The extended structure of (I) is complex. An extensive hydrogen-bonding network, primarily N—H···O interactions, but with supporting C—H···O contacts, leads to a three-dimensional matrix structure. The long-range structure can be considered in a number of different ways. Our preferred description is that of a cationic framework with bridging nitrate anions. The cations align along the [101] direction in the form of a one-dimensional zigzag chain (Fig. 2). A relatively short C—H···O interaction (C—H 0.95, H···O 2.28, C···O 3.13 Å and C—H···O 149°) involving α-pyridinium carbons and carbonyl O atoms links the cations in a C(6) motif (Bernstein et al., 1995). Adjacent chains are arranged in a centrosymmetric fashion in the (101) plane to generate a two-dimensional sheet structure (Fig. 2). The sheets stack in the [101] direction to give the three-dimensional matrix structure (Fig. 3).
Between the cations lie the nitrate anions which act as hydrogen-bond acceptors for both N—H···O and C—H···O interactions. Both crystallographically independent nitrate anions are surrounded by three cations; one acts as an acceptor to one N—H donor [N1—H1···O1N; Fig. 4(a)] and two C—H donors [C5—H5···O1N and C14—H14···O3N; Fig. 4(a)], the other as an acceptor to two N—H donors [N9—H9···O3R and N15—H15···O3R; Fig. 4(b)], one normal C—H donor [C6—H6···O1R; Fig 4(b)] and one bifurcated C—H donor [C17—H17···O2R,O3R; Fig. 4(b)]. The structural parameters for the N—H···O contacts (Fig. 5 and Table 1) fall into narrow ranges (Table 2), the means of which are typical of intermediate strength N—H···O hydrogen bonds (Jeffrey, 1997, 1995; Speakman, 1975). They are considerably weaker than those found in the simple bipyridinium nitrates, as illustrated by their longer N···O and H···O mean interatomic distances [2.88 and 2.02 Å (Table 3) cf. 2.74 and 1.89 Å (Felloni et al., 2002)].
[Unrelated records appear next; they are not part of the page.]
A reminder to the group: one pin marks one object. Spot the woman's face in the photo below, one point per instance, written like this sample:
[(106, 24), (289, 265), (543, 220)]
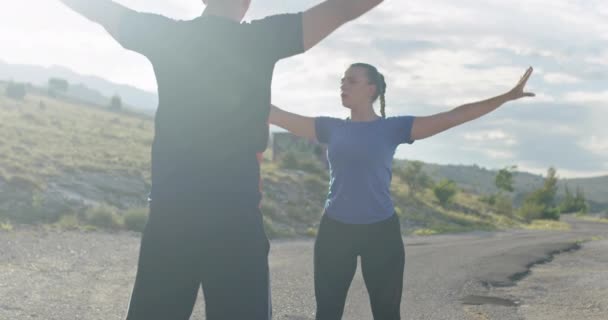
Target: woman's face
[(356, 88)]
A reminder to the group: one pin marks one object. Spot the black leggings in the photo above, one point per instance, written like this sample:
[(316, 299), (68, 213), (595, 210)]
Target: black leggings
[(382, 262), (220, 247)]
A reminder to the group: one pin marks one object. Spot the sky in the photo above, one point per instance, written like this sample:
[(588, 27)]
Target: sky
[(435, 54)]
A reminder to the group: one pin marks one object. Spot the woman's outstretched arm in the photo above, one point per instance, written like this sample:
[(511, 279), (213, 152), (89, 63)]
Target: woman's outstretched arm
[(425, 127), (299, 125)]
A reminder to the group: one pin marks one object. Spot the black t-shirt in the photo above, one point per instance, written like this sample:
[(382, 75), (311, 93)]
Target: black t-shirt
[(214, 79)]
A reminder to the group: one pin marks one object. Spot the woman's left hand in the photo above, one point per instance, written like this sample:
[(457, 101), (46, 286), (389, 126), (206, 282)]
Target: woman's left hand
[(519, 90)]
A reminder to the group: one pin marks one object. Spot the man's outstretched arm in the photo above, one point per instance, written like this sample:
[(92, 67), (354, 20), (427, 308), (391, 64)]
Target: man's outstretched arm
[(105, 12), (323, 19)]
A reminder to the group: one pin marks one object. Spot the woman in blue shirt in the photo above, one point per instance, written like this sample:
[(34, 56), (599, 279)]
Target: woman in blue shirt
[(359, 218)]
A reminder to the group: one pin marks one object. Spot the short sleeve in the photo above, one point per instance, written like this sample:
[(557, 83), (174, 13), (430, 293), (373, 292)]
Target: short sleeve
[(144, 33), (278, 36), (400, 129), (323, 128)]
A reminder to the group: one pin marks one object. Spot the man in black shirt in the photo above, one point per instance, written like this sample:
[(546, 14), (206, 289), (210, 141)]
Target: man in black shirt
[(214, 77)]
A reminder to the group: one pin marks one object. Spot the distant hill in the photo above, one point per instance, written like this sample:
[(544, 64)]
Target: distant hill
[(91, 89), (479, 180)]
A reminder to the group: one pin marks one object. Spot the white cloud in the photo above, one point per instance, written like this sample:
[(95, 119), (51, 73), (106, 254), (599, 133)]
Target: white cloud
[(492, 136), (587, 98), (560, 78), (597, 145), (436, 54)]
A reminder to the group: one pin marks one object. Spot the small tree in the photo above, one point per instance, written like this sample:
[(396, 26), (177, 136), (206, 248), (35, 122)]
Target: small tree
[(543, 199), (504, 179), (445, 191), (504, 182), (415, 178)]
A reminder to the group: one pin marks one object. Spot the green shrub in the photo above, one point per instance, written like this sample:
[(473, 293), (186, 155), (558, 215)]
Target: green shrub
[(103, 217), (136, 219), (445, 192)]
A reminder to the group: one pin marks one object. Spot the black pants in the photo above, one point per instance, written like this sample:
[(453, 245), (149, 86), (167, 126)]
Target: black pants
[(221, 247), (380, 247)]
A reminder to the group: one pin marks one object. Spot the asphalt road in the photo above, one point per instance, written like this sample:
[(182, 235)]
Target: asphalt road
[(76, 275)]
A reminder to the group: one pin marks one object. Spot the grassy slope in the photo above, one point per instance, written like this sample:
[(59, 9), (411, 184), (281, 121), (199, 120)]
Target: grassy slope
[(59, 139)]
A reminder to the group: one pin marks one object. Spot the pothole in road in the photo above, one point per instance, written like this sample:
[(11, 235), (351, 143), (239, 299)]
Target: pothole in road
[(482, 300)]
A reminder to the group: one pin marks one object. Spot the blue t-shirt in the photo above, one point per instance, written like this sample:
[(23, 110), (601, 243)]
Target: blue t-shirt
[(360, 158)]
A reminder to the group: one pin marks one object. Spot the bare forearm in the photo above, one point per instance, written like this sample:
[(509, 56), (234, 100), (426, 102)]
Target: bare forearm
[(299, 125), (353, 9)]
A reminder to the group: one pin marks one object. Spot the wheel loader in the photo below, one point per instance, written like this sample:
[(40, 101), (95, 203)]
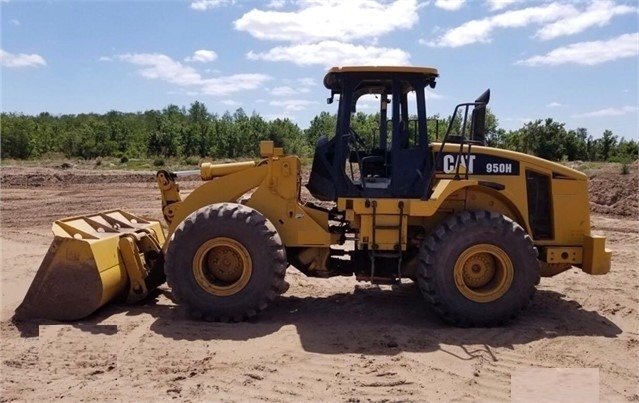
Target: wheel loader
[(474, 226)]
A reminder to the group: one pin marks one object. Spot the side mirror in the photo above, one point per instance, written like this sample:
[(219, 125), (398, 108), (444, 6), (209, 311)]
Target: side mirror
[(478, 118)]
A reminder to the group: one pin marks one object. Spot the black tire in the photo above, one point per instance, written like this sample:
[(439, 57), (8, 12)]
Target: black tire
[(478, 268), (225, 262)]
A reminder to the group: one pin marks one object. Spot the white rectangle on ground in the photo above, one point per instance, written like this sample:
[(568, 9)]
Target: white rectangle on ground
[(546, 385)]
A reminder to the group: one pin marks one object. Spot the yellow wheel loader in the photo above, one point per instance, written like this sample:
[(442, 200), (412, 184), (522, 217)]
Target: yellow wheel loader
[(474, 226)]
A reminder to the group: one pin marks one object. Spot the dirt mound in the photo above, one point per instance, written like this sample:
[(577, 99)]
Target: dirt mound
[(47, 177), (614, 194)]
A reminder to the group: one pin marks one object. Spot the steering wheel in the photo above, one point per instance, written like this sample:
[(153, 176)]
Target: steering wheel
[(356, 137)]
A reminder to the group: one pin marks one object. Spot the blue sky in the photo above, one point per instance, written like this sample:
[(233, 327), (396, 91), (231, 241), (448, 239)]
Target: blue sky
[(574, 61)]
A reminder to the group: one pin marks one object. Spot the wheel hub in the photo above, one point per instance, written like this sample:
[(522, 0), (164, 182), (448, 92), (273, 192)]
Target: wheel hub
[(478, 270), (483, 273), (222, 266)]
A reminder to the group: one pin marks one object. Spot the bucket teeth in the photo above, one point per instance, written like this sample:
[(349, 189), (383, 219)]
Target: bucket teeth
[(84, 267)]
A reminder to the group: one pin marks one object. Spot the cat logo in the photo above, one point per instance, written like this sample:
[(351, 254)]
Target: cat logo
[(466, 163)]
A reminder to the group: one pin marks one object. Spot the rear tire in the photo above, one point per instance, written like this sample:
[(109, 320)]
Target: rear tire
[(225, 262), (478, 268)]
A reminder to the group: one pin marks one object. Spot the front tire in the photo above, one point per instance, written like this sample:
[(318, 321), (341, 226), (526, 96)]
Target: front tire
[(225, 262), (478, 268)]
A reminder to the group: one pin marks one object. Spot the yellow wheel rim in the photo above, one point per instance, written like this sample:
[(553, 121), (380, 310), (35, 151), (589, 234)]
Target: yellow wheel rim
[(222, 266), (483, 273)]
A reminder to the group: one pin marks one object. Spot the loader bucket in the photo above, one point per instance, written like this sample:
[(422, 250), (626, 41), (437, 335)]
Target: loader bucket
[(92, 260)]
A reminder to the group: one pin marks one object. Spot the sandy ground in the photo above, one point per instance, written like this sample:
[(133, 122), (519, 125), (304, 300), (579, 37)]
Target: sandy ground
[(324, 340)]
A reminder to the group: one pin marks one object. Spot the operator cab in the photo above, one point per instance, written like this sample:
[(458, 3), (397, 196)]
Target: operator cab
[(394, 160)]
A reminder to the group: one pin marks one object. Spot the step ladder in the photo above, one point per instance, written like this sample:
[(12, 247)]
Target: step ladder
[(374, 253)]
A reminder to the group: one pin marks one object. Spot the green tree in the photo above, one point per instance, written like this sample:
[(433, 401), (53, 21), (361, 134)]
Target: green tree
[(608, 142)]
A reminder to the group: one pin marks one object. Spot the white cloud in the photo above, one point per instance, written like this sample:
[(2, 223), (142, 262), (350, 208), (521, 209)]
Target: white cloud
[(333, 53), (607, 112), (12, 60), (230, 102), (479, 30), (450, 5), (202, 5), (202, 56), (599, 13), (283, 91), (495, 5), (161, 67), (589, 53), (306, 82), (433, 95), (293, 105), (320, 20), (276, 4)]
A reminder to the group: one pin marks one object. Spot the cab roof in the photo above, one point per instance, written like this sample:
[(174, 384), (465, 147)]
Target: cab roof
[(331, 82)]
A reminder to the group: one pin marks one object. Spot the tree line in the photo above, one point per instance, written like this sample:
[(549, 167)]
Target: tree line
[(195, 132)]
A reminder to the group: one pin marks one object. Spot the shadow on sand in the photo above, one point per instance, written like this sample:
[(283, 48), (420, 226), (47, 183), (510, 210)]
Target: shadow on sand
[(367, 321)]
The structural parameters of the C—H···O contacts also fall into a narrow range. Unlike the N—H···O contacts, however, they exhibit a lack of coplanarity between cation and anion which is manifest in H···O—N—O torsion angles in the range 40.4–47.2° (Table 1). They are typical of type-3 C—H···O contacts [Fig. 6(c); Felloni et al., 2002]. Type 1 contacts [Fig. 6(a)] are the conventional C—H···O interactions involving nitrate anions, in which the cation and anion are coplanar and the H···O—N angle is typical of sp2-hybridized oxygen (~120°). Type 2 contacts [Fig. 6(b)] differ from type 1 contacts solely in the direction of approach of the N—H donor which bisects two O atoms, giving a much larger H···O—N angle (~180°).
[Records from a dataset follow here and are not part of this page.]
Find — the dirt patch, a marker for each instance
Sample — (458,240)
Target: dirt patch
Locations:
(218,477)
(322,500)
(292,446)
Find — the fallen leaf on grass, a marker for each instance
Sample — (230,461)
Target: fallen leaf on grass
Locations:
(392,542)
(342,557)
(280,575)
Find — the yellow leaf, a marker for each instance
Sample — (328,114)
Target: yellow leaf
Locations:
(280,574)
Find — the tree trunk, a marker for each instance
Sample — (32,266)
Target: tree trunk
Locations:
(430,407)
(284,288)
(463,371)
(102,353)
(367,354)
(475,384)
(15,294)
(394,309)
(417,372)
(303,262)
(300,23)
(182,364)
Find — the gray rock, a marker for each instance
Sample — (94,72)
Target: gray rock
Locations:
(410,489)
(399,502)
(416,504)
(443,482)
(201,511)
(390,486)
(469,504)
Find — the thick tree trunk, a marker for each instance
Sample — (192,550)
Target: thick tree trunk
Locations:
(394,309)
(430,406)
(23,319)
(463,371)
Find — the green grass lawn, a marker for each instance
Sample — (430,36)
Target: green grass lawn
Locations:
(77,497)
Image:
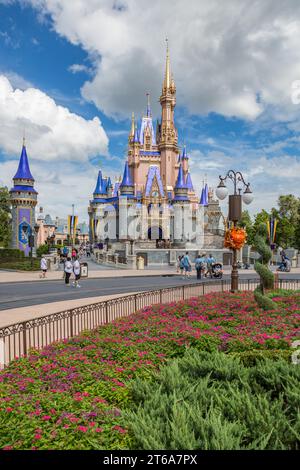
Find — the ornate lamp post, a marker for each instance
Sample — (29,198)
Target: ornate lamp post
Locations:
(235,210)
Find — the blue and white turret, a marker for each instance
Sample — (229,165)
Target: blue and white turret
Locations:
(23,198)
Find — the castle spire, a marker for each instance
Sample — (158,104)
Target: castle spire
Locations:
(136,136)
(23,171)
(148,105)
(167,80)
(132,126)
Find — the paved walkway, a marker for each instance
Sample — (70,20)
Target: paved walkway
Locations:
(17,315)
(18,276)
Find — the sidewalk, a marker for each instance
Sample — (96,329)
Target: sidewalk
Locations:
(17,315)
(17,276)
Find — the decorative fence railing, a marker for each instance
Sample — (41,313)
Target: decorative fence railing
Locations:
(17,339)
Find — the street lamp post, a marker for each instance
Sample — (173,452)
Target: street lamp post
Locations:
(235,210)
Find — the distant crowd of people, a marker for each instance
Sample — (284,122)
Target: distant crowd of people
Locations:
(204,265)
(70,258)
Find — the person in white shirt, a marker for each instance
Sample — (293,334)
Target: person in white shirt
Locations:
(76,269)
(44,267)
(68,271)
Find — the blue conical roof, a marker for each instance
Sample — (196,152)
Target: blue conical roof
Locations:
(127,180)
(184,154)
(23,171)
(136,136)
(204,198)
(188,182)
(100,186)
(180,183)
(206,194)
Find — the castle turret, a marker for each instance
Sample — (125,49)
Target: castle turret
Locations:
(23,198)
(127,185)
(101,187)
(180,190)
(168,134)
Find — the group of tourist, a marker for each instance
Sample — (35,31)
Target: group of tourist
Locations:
(71,266)
(82,251)
(203,265)
(163,243)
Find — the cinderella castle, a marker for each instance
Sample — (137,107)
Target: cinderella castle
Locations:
(155,204)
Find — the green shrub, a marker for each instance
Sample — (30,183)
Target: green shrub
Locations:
(211,401)
(42,250)
(11,253)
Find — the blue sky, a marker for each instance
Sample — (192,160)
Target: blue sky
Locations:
(71,74)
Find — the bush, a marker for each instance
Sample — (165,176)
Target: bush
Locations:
(42,250)
(211,401)
(11,253)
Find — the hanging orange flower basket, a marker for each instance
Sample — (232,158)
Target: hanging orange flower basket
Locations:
(235,238)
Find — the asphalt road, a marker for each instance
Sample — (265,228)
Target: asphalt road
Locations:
(23,294)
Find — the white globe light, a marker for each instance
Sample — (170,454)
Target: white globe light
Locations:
(221,191)
(247,196)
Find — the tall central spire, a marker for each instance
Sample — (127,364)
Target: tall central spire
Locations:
(167,81)
(148,105)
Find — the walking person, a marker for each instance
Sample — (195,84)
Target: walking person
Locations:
(178,264)
(181,265)
(199,266)
(68,271)
(187,266)
(210,261)
(76,269)
(44,267)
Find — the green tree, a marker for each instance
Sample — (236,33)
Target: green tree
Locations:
(5,217)
(288,216)
(246,223)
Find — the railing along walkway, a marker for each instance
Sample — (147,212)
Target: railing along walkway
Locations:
(17,339)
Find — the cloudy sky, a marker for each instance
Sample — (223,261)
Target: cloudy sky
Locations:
(71,73)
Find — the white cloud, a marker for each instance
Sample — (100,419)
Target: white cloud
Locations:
(78,68)
(232,58)
(52,131)
(59,184)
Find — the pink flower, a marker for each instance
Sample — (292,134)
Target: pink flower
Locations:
(46,418)
(74,420)
(82,428)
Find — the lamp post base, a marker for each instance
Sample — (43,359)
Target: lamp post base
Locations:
(234,274)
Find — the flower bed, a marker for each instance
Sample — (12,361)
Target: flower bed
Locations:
(70,394)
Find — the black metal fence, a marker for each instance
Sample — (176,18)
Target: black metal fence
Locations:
(17,339)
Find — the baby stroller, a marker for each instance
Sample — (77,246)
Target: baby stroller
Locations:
(285,266)
(217,270)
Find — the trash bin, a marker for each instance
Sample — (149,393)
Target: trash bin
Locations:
(140,262)
(84,269)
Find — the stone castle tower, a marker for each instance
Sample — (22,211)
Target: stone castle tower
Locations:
(23,199)
(157,189)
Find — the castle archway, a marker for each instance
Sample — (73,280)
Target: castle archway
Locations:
(155,233)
The structural parameters of the cation-anion C—H···O contacts in the title compound, when compared to those of the inter-cation C—H···O contact, for which not only is the torsion angle smaller but also the interatomic distances H···O and N···O are shorter (Table 1), suggest that the inter-cation C—H···O contact is the stronger interaction. As this observation conflicts with conventional arguments regarding electrostatics, it is clear that the C—H···O interactions must be considerably inferior to the N—H···O contacts.